Search code examples
pythonnumpypermutation

Speed up Multiset Permutations


I'm looking to speed up my code that takes ~80 milliseconds for 300 sets to generate multiset_permutations from sympy. Ideally this would take only a few milliseconds; also the more items, the slower it gets.

What can I do to make my code faster? Multi-threading? Or convert to C? Any help here on speeding this up would be greatly appreciated.

import numpy as np
from time import monotonic
from sympy.utilities.iterables import multiset_permutations

milli_time = lambda: int(round(monotonic() * 1000))

start_time = milli_time()

num_indices = 5
num_items = 300
indices = np.array([list(multiset_permutations(list(range(num_indices)))) for _ in range(num_items)])

print(indices)    

[[[0 1 2 3 4]
  [0 1 2 4 3]
  [0 1 3 2 4]
  ...
  [4 3 1 2 0]
  [4 3 2 0 1]
  [4 3 2 1 0]]

 [[0 1 2 3 4]
  [0 1 2 4 3]
  [0 1 3 2 4]
  ...
  [4 3 1 2 0]
  [4 3 2 0 1]
  [4 3 2 1 0]]

 [[0 1 2 3 4]
  [0 1 2 4 3]
  [0 1 3 2 4]
  ...
  [4 3 1 2 0]
  [4 3 2 0 1]
  [4 3 2 1 0]]

 ...

 [[0 1 2 3 4]
  [0 1 2 4 3]
  [0 1 3 2 4]
  ...
  [4 3 1 2 0]
  [4 3 2 0 1]
  [4 3 2 1 0]]

 [[0 1 2 3 4]
  [0 1 2 4 3]
  [0 1 3 2 4]
  ...
  [4 3 1 2 0]
  [4 3 2 0 1]
  [4 3 2 1 0]]

 [[0 1 2 3 4]
  [0 1 2 4 3]
  [0 1 3 2 4]
  ...
  [4 3 1 2 0]
  [4 3 2 0 1]
  [4 3 2 1 0]]]

print('Multiset Perms:', milli_time() - start_time, 'milliseconds')

Multiset Perms: 88 milliseconds

** Code Update to Reduce extra computations by 2/3 **

import itertools
import numpy as np
from time import time, monotonic
from sympy.utilities.iterables import multiset_permutations

milli_time = lambda: int(round(monotonic() * 1000))

start_time = milli_time()

num_colors = 5
color_range = list(range(num_colors))
total_media = 300

def all_perms(elements):
    if len(elements) <= 1:
        yield elements  # Only permutation possible = no permutation
    else:
        # Iteration over the first element in the result permutation:
        for (index, first_elmt) in enumerate(elements):
            other_elmts = elements[:index]+elements[index+1:]
            for permutation in all_perms(other_elmts): 
                yield [first_elmt] + permutation

multiset = list(multiset_permutations(color_range))
# multiset = list(itertools.permutations(color_range))
# multiset = list(all_perms(color_range))

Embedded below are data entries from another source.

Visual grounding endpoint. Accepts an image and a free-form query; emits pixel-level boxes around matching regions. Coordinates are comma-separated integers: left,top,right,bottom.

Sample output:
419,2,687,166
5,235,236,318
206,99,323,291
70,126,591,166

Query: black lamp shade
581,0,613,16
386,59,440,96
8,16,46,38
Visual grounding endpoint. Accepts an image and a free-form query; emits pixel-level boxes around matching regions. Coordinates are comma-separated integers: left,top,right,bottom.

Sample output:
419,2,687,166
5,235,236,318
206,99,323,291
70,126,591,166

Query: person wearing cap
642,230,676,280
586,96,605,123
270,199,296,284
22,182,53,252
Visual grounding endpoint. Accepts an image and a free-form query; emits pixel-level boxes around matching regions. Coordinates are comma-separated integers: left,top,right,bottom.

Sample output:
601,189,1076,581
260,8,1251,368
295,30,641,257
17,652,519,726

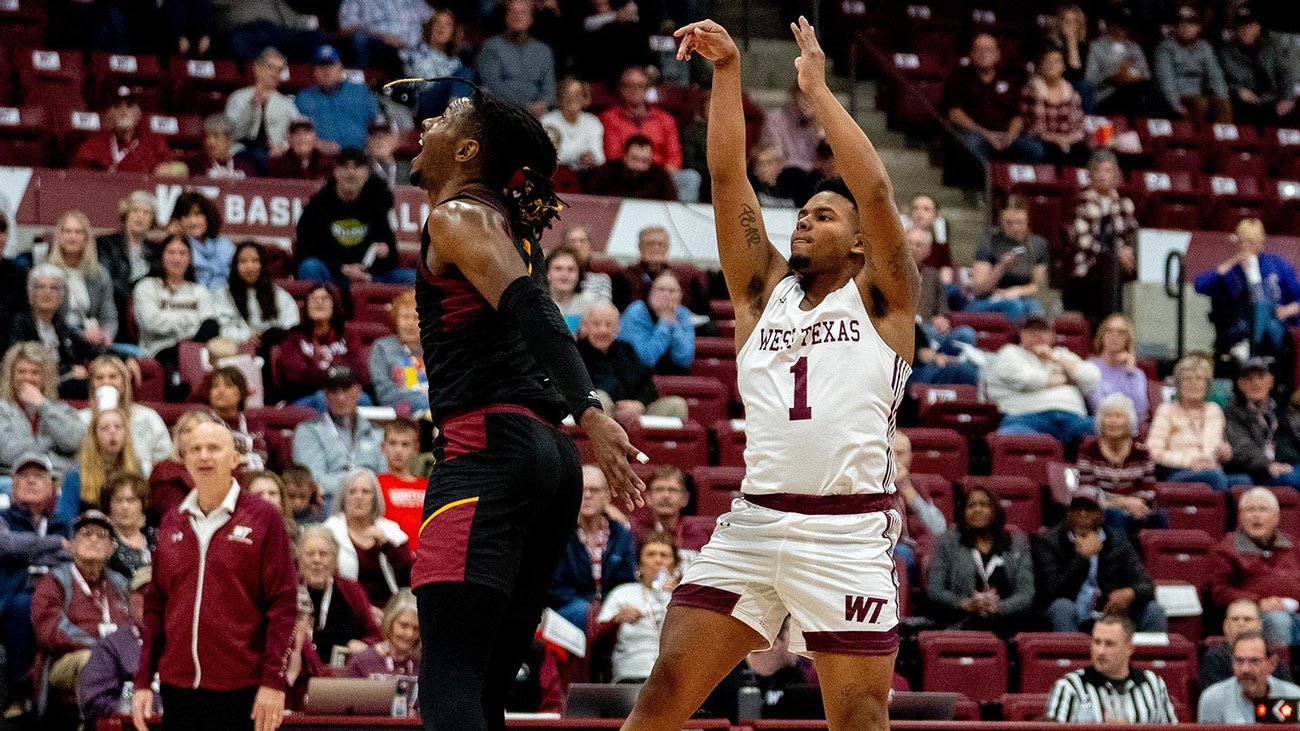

_range = range(total_media)
perm_indices = np.array([multiset for _ in _range])

print('Multiset Perms:', milli_time() - start_time)

Multiset Perms: 34 milliseconds

Solution

  • First of all, you do not need to recompute the permutations.

    Moreover, np.array([multiset for _ in _range]) is expensive because Numpy have to transform multiset total_media times. You can solve that using np.array([multiset]).repeat(total_media, axis=0).

    Finally, sympy is not the fastest implementation to perform such a computation. A faster implementation consists in using itertools instead:

    num_colors = 5
    total_media = 300
    color_range = list(range(num_colors))
    multiset = list(set(itertools.permutations(color_range)))
    perm_indices = np.array([multiset], dtype=np.int32).repeat(total_media, axis=0)
    

    However, this itertools-based implementation do not preserve the order of the permutations. If this is important, you can use np.sort on the Numpy array converted from multiset (with a specific axis and before applying repeat).

    On my machine, this takes about 0.15 ms.